The story starts well: we met Case, a former cowboy of the Matrix, able to go hacking computers or change computer files at the other end of the world by wiring on a machine. But when he wanted to sweeten a employer, the employer made him undergo the operation preventing connect again on a computer. Since junkie and lover of Linda Lee, a borderline daughter, he scrapes by bad shot, before a package FRICS to unsavory types ...
At a first level of reading, Neuromancer is therefore built into the genre of thriller: one finds the dependent hero, in love with a bad girl, sinking into mediocrity and will end up stabbed at the bottom of an alley ... That is why the beginning of the book fascinates: despite a complex vocabulary, it remains accessible and include its brands. But things get complicated when Case meets the mysterious Armitage, an enigmatic employer. The latter offers him a deal allowing him to become a cowboy of the Matrix. Accompanied by sexy and dangerous Mollie, a samurai streets, off they go in search of a smoking ganja and a perverse illusionist to perform a mission of the utmost importance.

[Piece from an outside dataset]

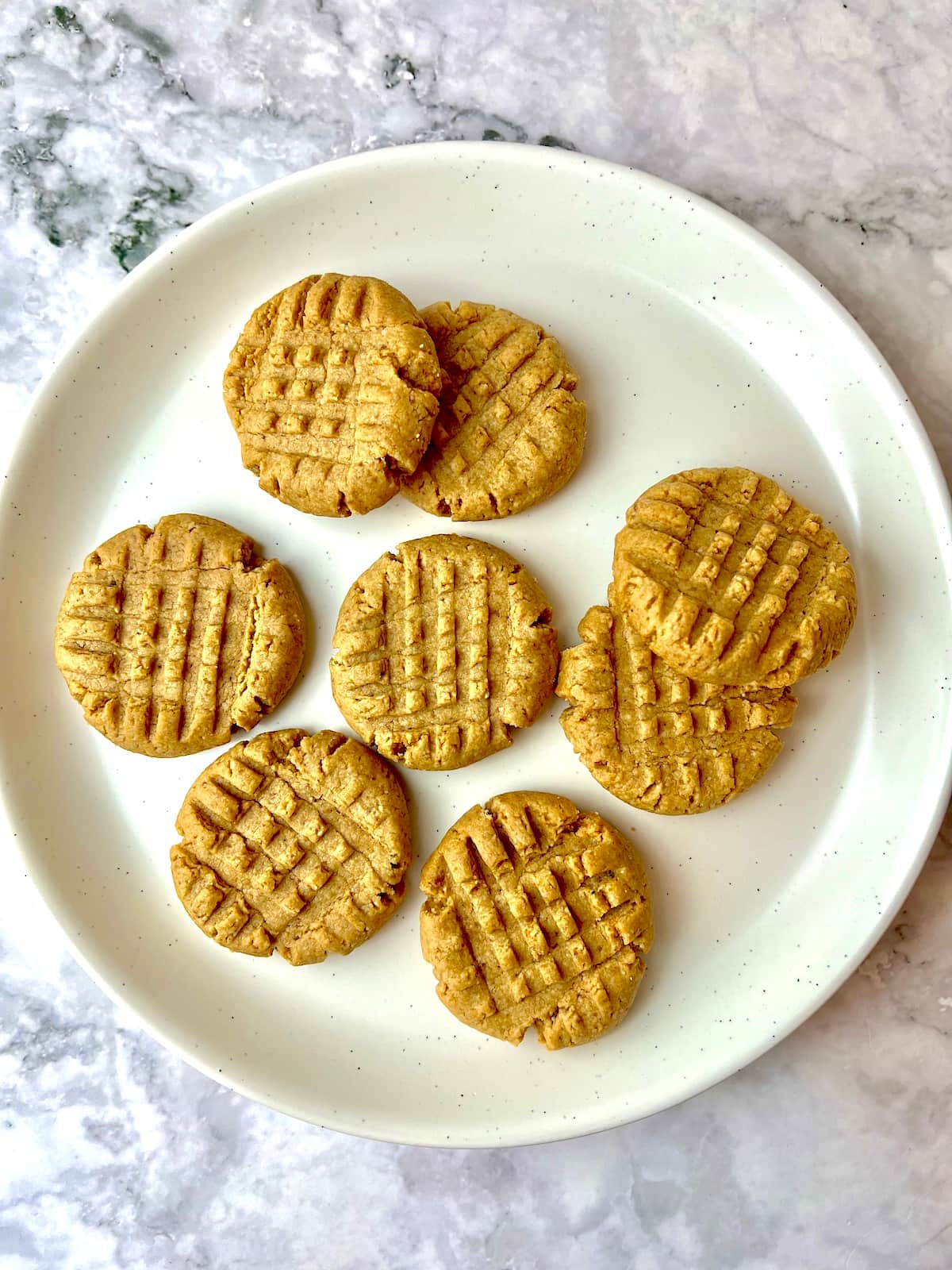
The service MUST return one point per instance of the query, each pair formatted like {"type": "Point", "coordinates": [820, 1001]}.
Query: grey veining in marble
{"type": "Point", "coordinates": [829, 127]}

Mission which we will not understand until the last page! Indeed, William Gibson has decided not to make it easier for the reader while walking in a cryptic story: it is not known why the characters act, we do not necessarily understand what they do (you've got to know the vocabulary cyberpunk before you get started) and the time it takes down completely ... Yet the harshness of aeuvre not entirely began the interest in the book. Certainly, we must stuff a clear syntax (of the author or translator?) And do not always follow the story inevitably spoils the fun, but like a poem which we do not understand all words or images, you can always just go with the magic. And here, it works beautifully. Especially in the last part, with this including Molly Case feels the slightest movements, faces a gallery of freaks not so monstrous that they have the air ... and until recent enigmatic lines to be making us doubt all. Finally, are we not in the Matrix or attend to be a miracle?
In Gibson's world, God has indeed gone and we can see the whole book as a metaphysical reflection on this oversight and understand the mission of our heroes as the attempt to resuscitate him. For Case and Molly are doing if not eliminate gods to give birth to the one God? You can follow the book in the light of this reflection, and found that there was an interesting and daring attempt to restore the sacred in a moral universe without. No doubt that further Neuromancer (Count Zero and Mona Lisa explodes) will complement our thinking. As it is, we nevertheless advise this work despite a certain opacity, but as always, there are no free lunches. Often the difficulty is interest.